Previous studies of our lab focused on the quantification of thymus colonization and identified thymus entry to be dependent on expression of the chemokine receptors CCR7 and CCR9 (Krueger et al., 2010; Ziętara et al., 2015). CCR7/9 double knockout (DKO) mice are almost completely devoid of the most immature thymocyte populations (DN1 and DN2), but show near normal DN3 cellularity. Interestingly, a similar defect during early development but a virtually complete recovery of later stages and total thymocyte numbers was also observed in thymi of miR-17~92 deficient mice. Here, a failure of prethymic IL-7 signaling dampens early T-cell development (Regelin et al., 2015). For this reason, we hypothesized a tight regulation of thymocyte population size through alterations in the underlying cell cycle kinetics.

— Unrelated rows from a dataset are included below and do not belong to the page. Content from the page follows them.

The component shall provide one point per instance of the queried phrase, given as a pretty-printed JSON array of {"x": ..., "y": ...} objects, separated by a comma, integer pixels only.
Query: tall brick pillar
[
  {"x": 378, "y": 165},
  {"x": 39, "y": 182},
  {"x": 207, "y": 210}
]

In this thesis, we employed in vivo single- and dual-nucleoside pulse labeling combined with determination of DNA replication over time in different WT thymocyte subsets at steady-state. Based on this, we assessed alterations in cell cycle kinetics of CCR7/9 and miR-17~92 defcicient mice and identified compensatory mechanisms of thymocytes on the level of cell cycle phase distribution and cell cycle speed. In addition, single-cell RNA sequencing helped to obtain information on cell cycle dynamics of early thymocyte subsets, exemplarily shown for WT and CCR7/9 DKO mice. Lastly, we performed cell cycle analyses in a model of endogenous thymic repair upon sublethal total body irradiation which provided insight into intrathymic cell cycle regulation as an adjustable system to re-establish normal thymus cellularity.
In the second part of the thesis, we addressed the role of miR-21 in the thymus. In various studies, we and others identified miRNAs as key posttranscriptional regulators of the immune system and especially for T-cell development (Regelin et al. 2015; Mildner et al. 2017; Li et al. 2007; Ebert et al. 2009; Ziętara et al. 2013; Schaffert et al. 2015). The dynamic expression of miR-21 during T-cell development (Neilson et al. 2007; Kirigin et al. 2012; Kuchen et al. 2010) prompted us to hypothesize that miR-21 has a regulatory function in the thymus. A miR 21-knockout mouse model allowed us to study the role of this miRNA for the development of T-cells in the thymus and the maintenance of T-cells in the periphery. In addition, we performed competitive bone marrow chimera experiments in the context of miR-21 deficiency and overexpression. Further insights were provided by exploring the function of miR-21 in negative selection in vivo as well as in T-cell differentiation in coculture experiments in vitro. To unravel implications of miR-21 to regulate cellular stress responses, we assessed the contribution of miR-21 in a model of endogenous regeneration of the thymus after sublethal irradiation. We could not provide evidence for a prominent role for miR-21 during T-cell development. Together, our experiments revealed that miR-21 is largely dispensable for physiologic T-cell development despite high and dynamic expression in the thymus (Kunze Schumacher et al., 2018). The apparent discrepancy between dynamic expression but lack of a regulatory function in the thymus led us to conclude that miR-21 is rather fine tuning T-cell responses than controlling a developmental event.